俺は茜と一緒に居たいから、一緒に並ぶことを選んだ。
もし、本が優先なら、もう二度目のコミケだし、手分けして並ぶ方を選んでたと思う。
もう気にすんなよ。大丈夫だ。俺達なら欲しい本は全部、手に入れられるさ」

美咲くんにそう言ってもらえて、自分が勝手に責任感を感じていたことに気づかされた。
確かに美咲くんの言う通り、本当にそうしたいのであれば、そうしていたのかもしれない。
たられば話をしていても仕方ない。それを美咲くんから教わった。
だからもう、ネガティブなことは言わないし、考えない。
今日というこの日を思いっきり楽しむ。

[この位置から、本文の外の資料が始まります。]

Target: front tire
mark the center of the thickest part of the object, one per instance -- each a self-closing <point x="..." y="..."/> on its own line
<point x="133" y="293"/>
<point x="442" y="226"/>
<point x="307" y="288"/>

それが今日の醍醐味であるから。

「ごめん。あと、美咲くん。ありがとう。一番大事なことを忘れてたよ。
だから、もう気持ちを切り替えて、今から思いっきり楽しむ。
よし!絶対に手に入れるぞ!一冊だって取り逃さないんだからね」

「やっぱり茜は頼もしいな。それでこそ茜だよ」

そうかもしれない。私はヲタク関連のことについては、常に元気でパワフルに満ち溢れている。それが私。
そのことに気づかせてくれた美咲くんには、とても感謝している。
あともう少しでこの楽しい雰囲気を壊すところだった…。